Undercover officers set up a sting and filmed themselves buying class A drugs from him on three occasions before he was arrested and charged.
In interview, he was confronted with the video evidence and at court admitted three counts of possessing drugs with intent to supply on April 21, supplying ecstasy on May 29, May 31 and June 7, and offering to supply ecstasy between May and June.
Graffagnino, of King Square, Bristol, also admitted breaching a 12-month community and supervision order imposed last July for criminal damage when he used a metal pole to smash up the back windscreen and body work of a car belonging to the manager of a hostel he used to live at. Sentencing him to three years and three months in youth custody, Judge David Ticehurst told him: "You are a very foolish young man, aren't you?
"The idea that you could sell drugs in that way was ridiculous, you were bound to be caught. Selling drugs on the internet is bound to lead to detection, arrest and punishment."
He ordered that the drugs which had been recovered by undercover officers were to be destroyed.

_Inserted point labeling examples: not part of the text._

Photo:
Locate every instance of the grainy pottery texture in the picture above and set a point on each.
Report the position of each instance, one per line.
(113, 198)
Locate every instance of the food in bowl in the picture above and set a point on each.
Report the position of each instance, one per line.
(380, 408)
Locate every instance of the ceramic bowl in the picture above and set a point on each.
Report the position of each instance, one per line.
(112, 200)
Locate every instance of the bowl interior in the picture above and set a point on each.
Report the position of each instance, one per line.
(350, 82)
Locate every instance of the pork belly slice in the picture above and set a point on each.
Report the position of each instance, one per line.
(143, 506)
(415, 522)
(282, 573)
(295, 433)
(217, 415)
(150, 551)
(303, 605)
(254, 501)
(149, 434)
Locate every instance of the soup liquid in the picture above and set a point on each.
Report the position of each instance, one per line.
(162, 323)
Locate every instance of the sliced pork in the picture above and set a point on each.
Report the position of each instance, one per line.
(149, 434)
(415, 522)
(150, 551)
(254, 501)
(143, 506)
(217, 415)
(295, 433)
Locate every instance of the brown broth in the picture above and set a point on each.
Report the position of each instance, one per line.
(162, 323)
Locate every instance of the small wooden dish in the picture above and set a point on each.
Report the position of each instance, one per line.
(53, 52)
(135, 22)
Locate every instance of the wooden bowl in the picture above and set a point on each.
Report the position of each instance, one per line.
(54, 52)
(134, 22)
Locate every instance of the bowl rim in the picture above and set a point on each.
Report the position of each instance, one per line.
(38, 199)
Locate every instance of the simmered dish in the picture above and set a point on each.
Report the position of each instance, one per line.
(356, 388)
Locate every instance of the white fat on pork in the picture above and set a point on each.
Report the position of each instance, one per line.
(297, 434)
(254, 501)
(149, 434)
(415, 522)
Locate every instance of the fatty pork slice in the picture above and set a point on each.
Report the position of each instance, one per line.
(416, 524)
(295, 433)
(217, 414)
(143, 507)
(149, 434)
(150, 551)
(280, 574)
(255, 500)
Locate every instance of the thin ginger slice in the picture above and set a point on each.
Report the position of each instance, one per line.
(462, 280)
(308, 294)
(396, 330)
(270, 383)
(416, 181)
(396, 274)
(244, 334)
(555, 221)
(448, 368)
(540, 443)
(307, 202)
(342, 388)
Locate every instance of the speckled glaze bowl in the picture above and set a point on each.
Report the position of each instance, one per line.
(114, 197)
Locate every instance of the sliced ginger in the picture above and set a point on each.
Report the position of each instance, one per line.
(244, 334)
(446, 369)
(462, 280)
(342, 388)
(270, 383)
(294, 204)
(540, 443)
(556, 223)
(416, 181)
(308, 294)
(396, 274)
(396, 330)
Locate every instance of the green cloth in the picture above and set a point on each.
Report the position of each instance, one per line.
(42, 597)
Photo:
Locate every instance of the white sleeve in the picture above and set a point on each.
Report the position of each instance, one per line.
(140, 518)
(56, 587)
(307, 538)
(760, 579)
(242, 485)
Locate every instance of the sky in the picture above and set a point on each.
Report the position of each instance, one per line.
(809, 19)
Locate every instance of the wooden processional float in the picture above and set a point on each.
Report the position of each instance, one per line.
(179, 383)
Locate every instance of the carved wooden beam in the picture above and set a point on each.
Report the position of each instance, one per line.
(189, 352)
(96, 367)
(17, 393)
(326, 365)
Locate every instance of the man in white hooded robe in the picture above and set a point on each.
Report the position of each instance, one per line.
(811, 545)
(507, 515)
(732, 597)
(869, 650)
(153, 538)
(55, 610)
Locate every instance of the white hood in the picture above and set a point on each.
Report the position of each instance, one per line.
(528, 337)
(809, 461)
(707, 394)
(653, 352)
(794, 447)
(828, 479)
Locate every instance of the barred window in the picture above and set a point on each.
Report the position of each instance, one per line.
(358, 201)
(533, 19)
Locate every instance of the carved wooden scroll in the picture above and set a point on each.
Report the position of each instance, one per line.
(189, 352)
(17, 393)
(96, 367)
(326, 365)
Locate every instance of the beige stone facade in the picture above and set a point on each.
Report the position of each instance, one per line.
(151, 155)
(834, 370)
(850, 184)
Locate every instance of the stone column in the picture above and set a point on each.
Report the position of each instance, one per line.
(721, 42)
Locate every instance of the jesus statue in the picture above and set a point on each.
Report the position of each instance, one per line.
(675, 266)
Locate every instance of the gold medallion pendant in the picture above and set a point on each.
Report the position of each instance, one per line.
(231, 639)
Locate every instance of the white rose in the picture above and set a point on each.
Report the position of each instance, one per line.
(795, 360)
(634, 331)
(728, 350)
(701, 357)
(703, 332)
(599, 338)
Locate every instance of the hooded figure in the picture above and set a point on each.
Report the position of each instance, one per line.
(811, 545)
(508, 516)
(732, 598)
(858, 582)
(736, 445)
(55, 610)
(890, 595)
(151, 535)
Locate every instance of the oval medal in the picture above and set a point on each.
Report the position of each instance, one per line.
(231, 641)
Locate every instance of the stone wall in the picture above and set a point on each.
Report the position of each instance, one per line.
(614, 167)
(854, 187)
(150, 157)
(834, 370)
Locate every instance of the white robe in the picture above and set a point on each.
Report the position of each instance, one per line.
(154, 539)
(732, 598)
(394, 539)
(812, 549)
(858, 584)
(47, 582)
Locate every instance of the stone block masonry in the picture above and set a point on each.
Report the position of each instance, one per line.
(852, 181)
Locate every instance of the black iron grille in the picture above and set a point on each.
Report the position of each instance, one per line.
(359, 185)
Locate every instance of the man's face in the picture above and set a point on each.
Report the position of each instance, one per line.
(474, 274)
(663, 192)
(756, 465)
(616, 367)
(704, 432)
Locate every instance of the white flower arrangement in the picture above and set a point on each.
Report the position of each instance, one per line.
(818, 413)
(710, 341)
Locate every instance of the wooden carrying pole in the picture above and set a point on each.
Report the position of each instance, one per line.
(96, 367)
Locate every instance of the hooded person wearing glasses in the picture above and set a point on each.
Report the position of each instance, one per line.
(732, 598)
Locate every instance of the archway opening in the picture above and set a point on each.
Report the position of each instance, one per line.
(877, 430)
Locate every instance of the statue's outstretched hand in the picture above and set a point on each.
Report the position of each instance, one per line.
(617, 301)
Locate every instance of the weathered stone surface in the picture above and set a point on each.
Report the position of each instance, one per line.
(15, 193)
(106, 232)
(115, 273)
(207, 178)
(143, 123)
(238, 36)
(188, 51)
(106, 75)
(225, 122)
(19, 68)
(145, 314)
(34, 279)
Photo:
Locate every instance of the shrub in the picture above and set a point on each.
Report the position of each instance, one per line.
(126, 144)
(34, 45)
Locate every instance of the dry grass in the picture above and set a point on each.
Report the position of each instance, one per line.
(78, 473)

Robin Shellard, defending, said: "The sophistication is reflected in his age.
"Most drug dealers don't put their name on a website under 'Beni Bristol' and their telephone number, enabling Avon and Somerset police to use their finest detective skills to find them in no more than five minutes."
Mr Shellard said his client was "rabbiting about nothing" when he supplied undercover police in a van in a drug dealing venture doomed to failure.
He said: "He is a young man who could have some potential.
"He decided he would waste that potential by applying skills not to apply himself at all.
"It is hoped he will realise he's not a very good criminal and a poor drug dealer."